The five weeks on lockdown was a total waste. A lockdown isn’t a solution to the spread of COVID-19, it’s a buffer to slow down its spread as the system gets prepared. I don’t know one thing that was prepared. The lockdown itself was ill-considered. How was it to work considering the realities that most people don’t have piped water in their homes, most earn daily and live from hand to mouth, most have zero savings, and no refrigeration capacity to store food beyond a day, etc?

To add insult to the injury, the useless Senate resumed the next day for one day after a month on recess, assented to an N850bn loan for Buhari to use more than 70% of it to run recurrent expenditure with no value for money to the citizens, and adjourned sine die. Nigeria is the only country in the world seeking funding for other things at this time not related to COVID-19. The rubberstamp Senate President, Ahmad Lawan, Buhari’s surrogate and proxy in the Senate said the regime has responded well to COVID-19. He didn’t say why or how. I’m sure he, like Buhari read what was given to him without having a clue what exactly it was he read. 

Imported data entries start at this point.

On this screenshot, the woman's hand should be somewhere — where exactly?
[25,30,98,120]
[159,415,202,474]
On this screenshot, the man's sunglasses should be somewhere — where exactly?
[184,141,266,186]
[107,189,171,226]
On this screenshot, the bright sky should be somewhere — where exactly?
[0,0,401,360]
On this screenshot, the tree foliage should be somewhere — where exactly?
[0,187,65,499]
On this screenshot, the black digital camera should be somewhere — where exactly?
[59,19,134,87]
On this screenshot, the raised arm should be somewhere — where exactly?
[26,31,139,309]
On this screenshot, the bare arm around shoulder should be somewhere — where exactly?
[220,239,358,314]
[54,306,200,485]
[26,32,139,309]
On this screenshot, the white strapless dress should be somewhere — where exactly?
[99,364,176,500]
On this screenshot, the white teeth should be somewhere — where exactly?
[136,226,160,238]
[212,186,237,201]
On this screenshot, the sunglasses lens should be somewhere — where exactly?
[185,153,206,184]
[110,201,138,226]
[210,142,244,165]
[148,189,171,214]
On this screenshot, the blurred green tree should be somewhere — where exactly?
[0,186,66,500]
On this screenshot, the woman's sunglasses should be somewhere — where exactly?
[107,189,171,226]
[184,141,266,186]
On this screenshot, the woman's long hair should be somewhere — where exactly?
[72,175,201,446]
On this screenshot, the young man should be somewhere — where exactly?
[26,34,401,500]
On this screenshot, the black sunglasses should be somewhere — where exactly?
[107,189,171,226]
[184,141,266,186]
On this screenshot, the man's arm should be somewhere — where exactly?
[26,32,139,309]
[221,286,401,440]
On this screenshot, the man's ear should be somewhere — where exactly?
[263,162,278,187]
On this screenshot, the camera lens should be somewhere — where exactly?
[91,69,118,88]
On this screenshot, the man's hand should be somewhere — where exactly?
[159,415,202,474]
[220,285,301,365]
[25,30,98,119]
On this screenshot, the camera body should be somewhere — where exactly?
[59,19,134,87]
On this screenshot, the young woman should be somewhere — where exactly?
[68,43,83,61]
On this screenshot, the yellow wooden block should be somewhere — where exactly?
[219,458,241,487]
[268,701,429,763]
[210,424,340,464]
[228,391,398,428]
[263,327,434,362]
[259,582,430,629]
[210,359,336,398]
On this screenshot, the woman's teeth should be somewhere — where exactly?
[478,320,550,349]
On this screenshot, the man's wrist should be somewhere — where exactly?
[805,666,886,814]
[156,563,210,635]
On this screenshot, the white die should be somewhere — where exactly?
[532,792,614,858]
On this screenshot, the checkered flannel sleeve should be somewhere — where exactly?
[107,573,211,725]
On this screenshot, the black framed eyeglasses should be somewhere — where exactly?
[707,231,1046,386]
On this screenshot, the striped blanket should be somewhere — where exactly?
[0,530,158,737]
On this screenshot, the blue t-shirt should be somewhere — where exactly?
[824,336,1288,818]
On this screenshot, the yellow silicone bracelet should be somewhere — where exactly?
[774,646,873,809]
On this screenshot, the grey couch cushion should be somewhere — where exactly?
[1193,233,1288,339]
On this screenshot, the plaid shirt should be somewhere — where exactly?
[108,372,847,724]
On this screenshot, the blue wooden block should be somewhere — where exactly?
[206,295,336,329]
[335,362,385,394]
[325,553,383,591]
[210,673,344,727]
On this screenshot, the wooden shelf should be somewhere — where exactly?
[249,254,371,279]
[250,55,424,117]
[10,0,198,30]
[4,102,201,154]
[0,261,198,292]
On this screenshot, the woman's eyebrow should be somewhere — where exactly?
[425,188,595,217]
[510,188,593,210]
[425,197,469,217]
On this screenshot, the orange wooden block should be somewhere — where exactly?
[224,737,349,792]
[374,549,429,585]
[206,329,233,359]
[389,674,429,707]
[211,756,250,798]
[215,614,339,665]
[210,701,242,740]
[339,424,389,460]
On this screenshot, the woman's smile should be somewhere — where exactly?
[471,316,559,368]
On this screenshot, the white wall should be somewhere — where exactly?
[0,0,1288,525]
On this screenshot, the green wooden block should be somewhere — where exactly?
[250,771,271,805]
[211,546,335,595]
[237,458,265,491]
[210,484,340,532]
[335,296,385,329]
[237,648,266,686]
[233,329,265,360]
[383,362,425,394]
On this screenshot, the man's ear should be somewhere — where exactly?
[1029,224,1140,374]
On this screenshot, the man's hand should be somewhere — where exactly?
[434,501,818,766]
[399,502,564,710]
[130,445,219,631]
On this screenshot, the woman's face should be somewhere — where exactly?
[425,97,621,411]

Clearly, there isn’t going to be a COVID-19 legislation that provides a stimulus package for Nigerian businesses, none to take care of already broken citizens whose lives took a worse turn, none from which clear subsidiary regulations would be enacted to combat the scourge. There will be no oversight on how our money is spent, and how the regime is serving Nigerians at this time to ensure that we are being served well, or served at all. This opportunity to turn around the country and our sick way of doing things will as usual be wasted. The country will be run by knee-jerk orders Buhari gives as we go along. Nobody remembers journalists risking their lives to report what is happening, and helping spread the news on guidelines and other information that needs to be passed across.

In the meantime, Kano is bursting at its seams with daily deaths, which in 2020 are being called ‘mysterious’. Are there autopsies? No, they’re deploying verbal autopsy. There’s no way of enquiring further because grave diggers and undertakers have been cowed into silence by grave threats. There are already media reports of an influx of Kano residents into the FCT (which is supposed to be on lockdown with none coming in or going out.) Brace, we in for a long ride.